I think she is right. My revenge fantasies, so fresh and exciting when first
formed in my teens, now seem stale and stuck. I imagine that those habituated
to pulp fiction, or junk food, or pornography, or other juvenile tastes, might
feel the same way. "As far as the Part knows," Sue emphasised, "it has been
sticking up for you and getting no thanks. Unless it believes we understand it,
it won't play. It sounds weird saying, 'Oooo, thank you' to your Part, but
that's how it works."
Sue told me to close my eyes and begin to welcome the Part. Instantly, I saw
an elderly man coming up some steps, a sort of faithful old retainer emerging
blinking into the light after years of solitary, subterranean living. He stood
there, head bowed, silent. "Is the Part willing to communicate?" asked Sue. He
seems submissive, I said. I realised that the Part was a film projectionist.
Down in his cellar-cinema, in response to my command, it was his job to put the
old revenge fantasy reels up on the screen.
"Ask the Part," said Sue, "if it's willing to let me know what it's been
trying to do for you all this time." The projectionist looked at the ground,
wringing his hands. He's been doing his duty, I told Sue: what he was told to
do 25 years ago when he first came to work here. "Does the Part know the
purpose of what it does?" asked Sue. The old servant continued to stare mutely
at the ground. No, he doesn't know, I told Sue. It's blind obedience. "Has he
forgotten?" This time, the projectionist managed a small, embarrassed nod.
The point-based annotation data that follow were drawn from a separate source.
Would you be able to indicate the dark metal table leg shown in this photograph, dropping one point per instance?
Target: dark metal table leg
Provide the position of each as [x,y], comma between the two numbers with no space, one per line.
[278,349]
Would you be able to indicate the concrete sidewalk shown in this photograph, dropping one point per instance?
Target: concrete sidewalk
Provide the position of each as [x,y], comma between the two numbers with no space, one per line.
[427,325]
Yeah, I said, he's forgotten. "Thank the Part for communicating," said Sue,
"and I'd like to thank the Part as well." Er, thank you, Part, I said -though
not out loud. The projectionist bobbed his head.
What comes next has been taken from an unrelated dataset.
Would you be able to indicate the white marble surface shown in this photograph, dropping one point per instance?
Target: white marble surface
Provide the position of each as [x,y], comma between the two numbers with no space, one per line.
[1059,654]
"Am I right in thinking," Sue went on, "that you've got a creative part in
there as well? A part that comes up with ideas?" Immediately, a man who looked
like me drifted into my mind. He -I -was wearing, to my surprise and shame, a
tight black polo-neck jumper -not a garment I have ever, obviously, had any
truck with in real life. "I want the revenge fantasy Part to go to the creative
Part," said Sue, "and explain the current situation. I want him to ask the
Creative Part to come up with new ideas: suitable substitutes that will
satisfy, if it still exists, his original purpose."
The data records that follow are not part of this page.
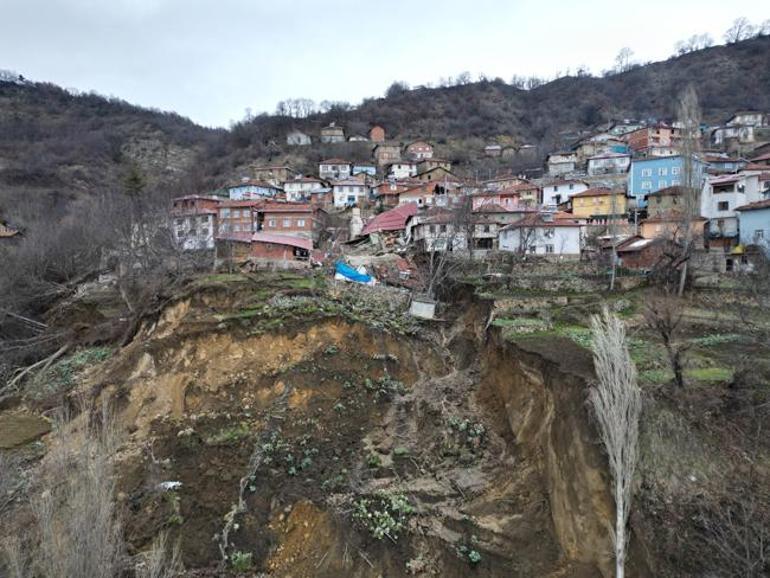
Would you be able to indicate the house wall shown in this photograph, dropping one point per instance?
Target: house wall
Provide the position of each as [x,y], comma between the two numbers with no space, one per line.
[377,134]
[755,227]
[558,193]
[299,224]
[236,220]
[587,207]
[194,232]
[545,240]
[334,171]
[652,174]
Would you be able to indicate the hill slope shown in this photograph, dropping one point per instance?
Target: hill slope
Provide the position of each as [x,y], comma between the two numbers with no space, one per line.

There followed a very long silence. I tried to conjure up a conversation
between a tight-lipped superannuated presumably psychotic cellar-dwelling
slasher-movie projectionist and a smooth polo-necked Channel 4 executive type I
instinctively disliked. It wasn't easy. But after a while, and for the first
time in my life, I understood what novelists mean when they say their
characters start to take on lives of their own. Against all odds, the two parts
got on well. The creative -never judge a book by its cover - turned out to be
an all right kind of guy. He offered the projectionist a new job helping to
make other sorts of films.
The projectionist was thrilled. A revelation! I told Sue that he had a
particular hankering for comedy. He wants to make funny films, I said. "Sounds
good," she said, and asked me to check that the projectionist was willing to
take responsibility for this new approach for a trial period of one month. He's
raring to go, I assured her. "Can you now ask," she said, "if there are any
other Parts who have any objections to these negotiations taking place?"
Several angry men stomped in. "We're the Violence Department," they said, "and
we're not happy." I said, come on chaps, it's not as if you get anything out of
the status quo. I might have lots of violent thoughts, but we don't actually go
around being violent, do we? They grunted, unsure. So I promised them that if
this new, comic response to the memory of my enemies works, I will get my
punchbag out, hang it up again like the old days, and make time for some
genuine violence. That did the trick.
I reported all this to Sue. "Can you just check that the Violence Department
are OK to observe the new behaviour over the next month?" she asked. Yeah, it's
fine, I said, the Violence Department are cool with the month's trial. So:
we're all of us good to go. Let's see what happens.